16.92. Unanimity of consent, in the view of the Committee, is necessary to prevent prejudice to a minority shareholder who might otherwise be forced to accept liability to tax on profits he has no immediate prospect of receiving.

Consequences of Election and of Termination of Election

16.93. When an election applies, the taxable income or allowable loss of the company should be allocated to shareholders in accordance with their daily holdings of shares during the year of income. This will accord with the law as proposed in the United States where, for the present, allocation on daily holdings applies only to losses. Allocations of taxable income to shareholders will bear the same character as the income had in the hands of the company. There will need to be rules by which income of any class, for example dividends carrying an imputation credit, are treated as being spread over the allocations. Capital gains and losses will be allocated.

16.94. Special rules will be necessary to deal with pre-election accumulated income or pre-election losses of the company.

16.95. Allocations taxed to a shareholder will increase the cost of his shares for purposes of tax on any gain made on realisation of the shares. An actual distribution to a shareholder from allocated profits will not be taxed to the shareholder but will reduce the cost of his shares.

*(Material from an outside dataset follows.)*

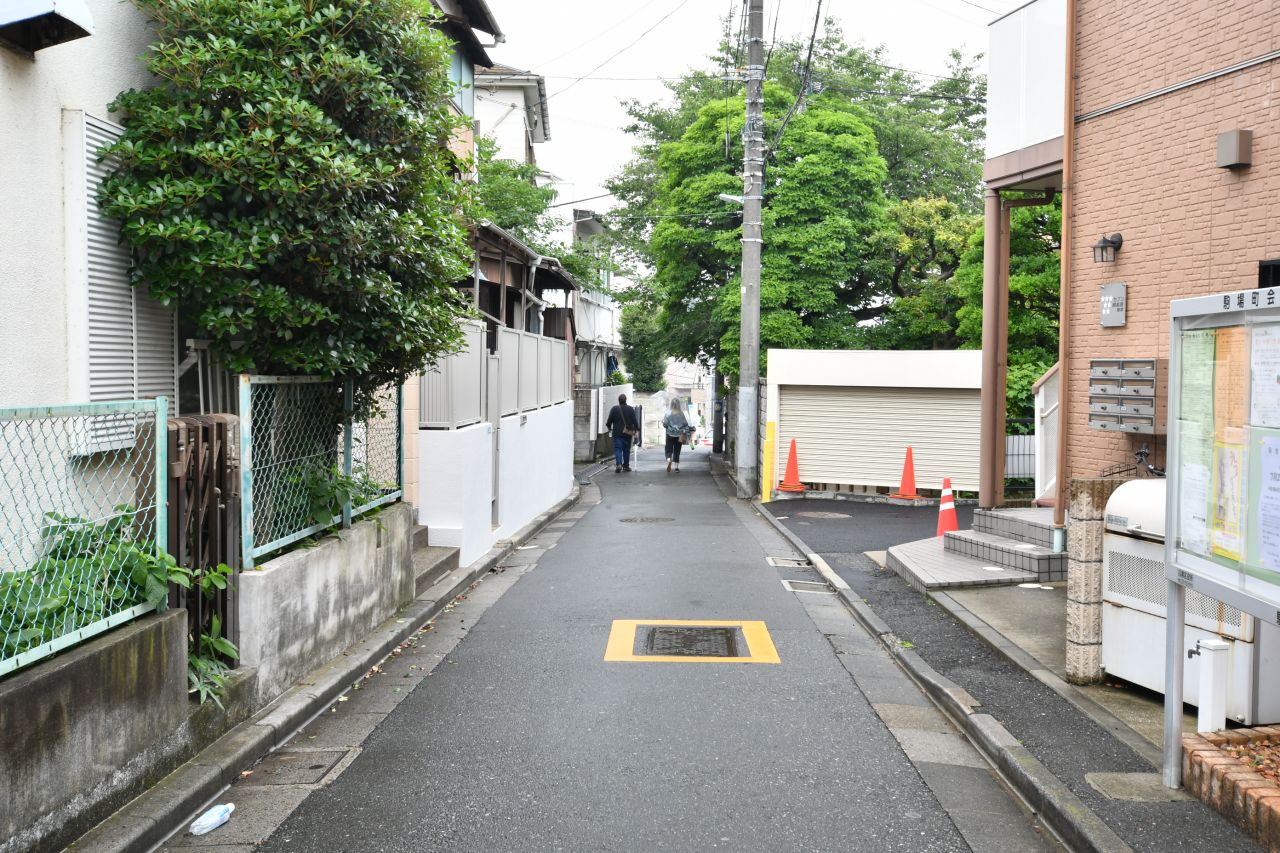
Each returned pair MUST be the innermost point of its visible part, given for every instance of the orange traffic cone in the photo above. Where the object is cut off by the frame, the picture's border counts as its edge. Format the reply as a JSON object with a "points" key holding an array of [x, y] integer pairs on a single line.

16.96. The revocation of an election in any year should be treated as relating to the whole of that year. To minimise scope for tax planning that might be practised by moving into and out of the election system, and to minimise administrative complications, the right to make a fresh election after a revocation should be restricted. In the United States a fresh election may not be made until five years after the revocation, except with the leave of the Revenue.